Palestinian Studies

2023 Workshop

Chandni Desai

Assistant Professor, University of Toronto

“The revolution of your pens and consciences”: Palestine and Afro-Asian Internationalism in Lotus

Lotus: An Afro-Asian Writings journal was a compelling experiment of internationalist literature and art published in Arabic, English and French from Cairo, and later Beirut and Tunis (starting in 1968 into the 1980s). The journal itself stemmed out of the Afro-Asian Writers’ Bureau (AAWB), the institutional formation responsible for cultural collaboration among formerly colonized peoples initiated at the
Bandung conference (1955). Palestinian writers and poets were frequently featured in the pages of Lotus including Ghassan Kanafani, Mahmoud Darwish, Mu’in Bsesio, Tawfiq Zayyad, Samih Al-Qassim and others. Prominent anti-colonial authors were also featured in the tri-lingual journal such as Ngugi wa Thiong’o, Nazim Hikmet, Suhail Idriss, Abdel-Wahab El-Bayyati, Alex La Guma, Mulk Anand Raj, Faiz
Ahmed Faiz, among many others. Lotus was considered a “militant” quarterly that opposed cultural and economic imperialism, colonialism, racism and supported non-alignment and Afro-Asian solidarity through the production of literatures of commitment (iltizam).
In 1977 after Egyptian president Anwar Sadat’s visit to Israel and his later signing of the Camp David Accords with the Zionist settler colonial state, Lotus moved from Cairo to Beirut into the Palestinian Liberation Organization (PLO) offices in Raouche (west Beirut). The move to Beirut was a significant political gesture on behalf of the Lotus editorial board and the AAWB as they agreed to take a
firm stance against normalization with Israel, expressing anti-colonial solidarity with the Palestinian people. In its Beirut years, the Palestinian poet Mu’in Bseiso took up the editorship of the Arabic section of the journal and the Urdu poet Faiz Ahmad Faiz took up the editorship of the English section, marking a break from the Cairo years and the previous editorship of Yousef El-Sebai who was assassinated in
Cyprus in 1978. Lotus’s move into the PLO offices specifically speaks to the importance of the organization and liberation for Palestine as a central issue within anti-colonial networks during that time. While Beirut was a center for Arab culture and a host of dissident voices, the PLO’s move to the Lebanese capital in the aftermath of its expulsion from Jordan in 1971 attracted numerous fighters, revolutionary
intellectuals, writers, poets, filmmakers and artists from various freedom struggles who joined the ranks of the revolution or worked closely with them. During this period, Beirut became an incubator of anti-colonial networks and revolutionary internationalism which solidified Lotus’s move to the city which Maasri (2020) calls the “Arab Hanoi”.

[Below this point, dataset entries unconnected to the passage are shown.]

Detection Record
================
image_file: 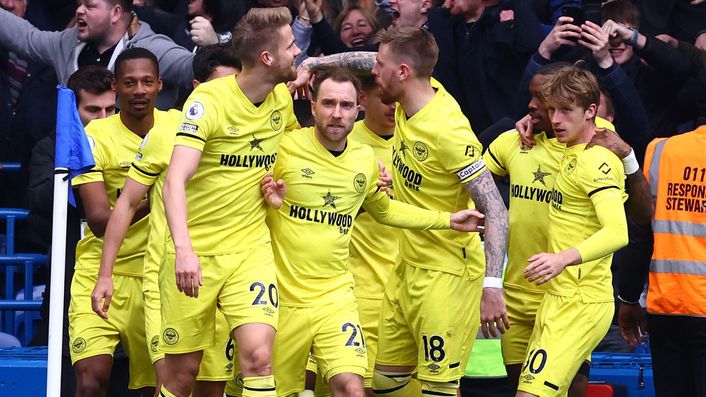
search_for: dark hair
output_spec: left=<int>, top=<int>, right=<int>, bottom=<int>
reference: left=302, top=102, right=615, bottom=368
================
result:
left=66, top=65, right=114, bottom=103
left=192, top=44, right=241, bottom=83
left=108, top=0, right=132, bottom=14
left=601, top=0, right=640, bottom=28
left=115, top=47, right=159, bottom=79
left=311, top=66, right=360, bottom=103
left=376, top=27, right=439, bottom=78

In the scholarly literature on the AAWB and Lotus (Halim 2012; Azeb 2011; Djagalov 2020; Popescu 2020; Lee 2010, Yoon 2015), there is limited research on the particular role of Palestine and Palestinian cultural figures in AAWB and the contributions they and the revolution made to the association and Lotus. The scholarly limitation is astonishing as Palestinian cultural producers were regularly published in the Lotus journal and made important literary and political interventions, they became the highest number of recipients of the prestigious Lotus Prize for Literature, the journal was edited by renowned Palestinian cultural figures from 1977-1991 and it was housed in the PLO offices in

Beirut and Tunis. Additionally, in Palestine Studies while there has been important scholarship on Black-Palestinian internationalism (past and present) there is limited literature on Afro-Asian internationalism with Palestine during the aforementioned revolutionary period particularly in the realm of culture and more specifically relating to Lotus and the AAWB. As such, through an analysis of Lotus archival materials, in this paper I will argue that Palestinian cultural producers profoundly influenced third world figures and movements through their contributions in Lotus and the AAWB specifically on the following: (1) the role of “resistance literature” (Kanafani, 1967) as a site within the global struggle against colonialism, capitalist imperialism and racism; (2) the politics of third world radicalism and internationalism; and (3) a praxis of revolution. The paper also discusses the ways in which cultural producers from the global south expressed their revolutionary internationalism with the Palestinian revolution and their collective struggle for liberation and return. The paper attempts to respond to theconceptual question of what makes a revolutionary tradition anti-colonial, and will also address the gendered imbalances and limits of revolutionary cultural production within Lotus.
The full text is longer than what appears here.